SQL vs. NoSQL
So what about plain-old SQL RDBMSes? Should they be retired from active service? Are they a relic from an earlier time? Not so fast.
First and foremost, ACID transactions most definitely are required in certain use cases. Databases used by banks and stock markets, for example, always must give correct data. Where money is concerned, guessing is not allowed. It is true that no one really cares if your latest tweet takes a couple minutes to show up in your Twitter feed, but the same cannot be said for a billing system or accounting database.
Another thing in favor of RDBMSes is their use of SQL. It's a common language, and if you need to move from one database to another, you usually can get away with making only minor changes to your application, and it will “just work”. True, it may not be possible in all cases, depending on how you used or abused the SQL queries in your application, but the foundation for moving easily between different SQL databases is there, and the tools and libraries you can use to interact with your data are plentiful and robust. A unified NoSQL standard query language or API will never exist because every NoSQL database is so different.

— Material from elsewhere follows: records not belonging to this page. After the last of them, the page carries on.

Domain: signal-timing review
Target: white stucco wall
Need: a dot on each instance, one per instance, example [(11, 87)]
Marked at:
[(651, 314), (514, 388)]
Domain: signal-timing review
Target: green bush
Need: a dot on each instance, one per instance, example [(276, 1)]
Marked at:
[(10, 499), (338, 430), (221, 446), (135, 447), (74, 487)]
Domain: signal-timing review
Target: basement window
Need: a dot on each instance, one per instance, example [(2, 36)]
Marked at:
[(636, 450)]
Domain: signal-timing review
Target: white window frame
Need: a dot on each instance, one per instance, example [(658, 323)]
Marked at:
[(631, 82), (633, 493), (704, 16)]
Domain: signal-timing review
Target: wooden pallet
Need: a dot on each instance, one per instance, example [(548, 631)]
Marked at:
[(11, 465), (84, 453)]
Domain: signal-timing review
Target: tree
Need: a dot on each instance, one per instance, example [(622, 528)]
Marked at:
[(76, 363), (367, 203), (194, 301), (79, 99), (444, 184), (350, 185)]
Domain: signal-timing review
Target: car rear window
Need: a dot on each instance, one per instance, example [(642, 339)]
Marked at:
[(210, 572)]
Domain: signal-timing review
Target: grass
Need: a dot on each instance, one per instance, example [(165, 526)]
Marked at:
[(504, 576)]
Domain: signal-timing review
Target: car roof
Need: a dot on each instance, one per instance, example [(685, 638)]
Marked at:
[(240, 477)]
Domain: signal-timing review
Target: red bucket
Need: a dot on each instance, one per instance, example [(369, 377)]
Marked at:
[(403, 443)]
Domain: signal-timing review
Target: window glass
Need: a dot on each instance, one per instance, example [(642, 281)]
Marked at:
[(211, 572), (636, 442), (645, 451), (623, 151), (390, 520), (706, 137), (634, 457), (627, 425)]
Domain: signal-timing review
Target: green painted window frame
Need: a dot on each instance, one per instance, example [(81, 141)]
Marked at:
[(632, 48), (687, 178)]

On the NoSQL side, the only thing in common is that there is nothing in common. Each NoSQL database has its own set of APIs, libraries and preferred languages for interacting with the data they contain. With an RDBMS, it is trivial to get data out in whatever format you need using whatever programming language you like best. Your choice of a NoSQL database might limit you to one or a handful of programming languages and access methods.
Another thing RDBMSes have going for them is the relational model. The R in RDBMS traces its history back to research by E. F. Codd published in the June 1970 issue of Communications of the ACM. Since then, it has been expanded upon, improved and clarified. The relational model for databases is so popular because it is an excellent way to organize information. It maps very well to an enormous variety of real-world data storage needs, and when properly normalized, it is fast and efficient.
In the relational model, data is stored in tables with rows and columns. An address table, for example, might have columns for street name and number, city, postal code, state or province, and country. A name table might have columns for given names, family name, prefixes (Dr, Rev, Ms and so on) and suffixes (Jr, Sr, Esq and so on). Each row in the individual tables would represent an individual address or name.
The relational part (see the What Does Relational Mean in a Relational Database? sidebar) comes into play as you define which addresses relate to which names using a key. A key is a field (the intersection of a row and column) or combination of fields in a single row that is guaranteed to identify uniquely that particular row in the table it is in. For the address table, you might have a column for keys from the name table. You can use this key to look up just those addresses in the address table that “belong” (by virtue of the key) to a certain name in the name table.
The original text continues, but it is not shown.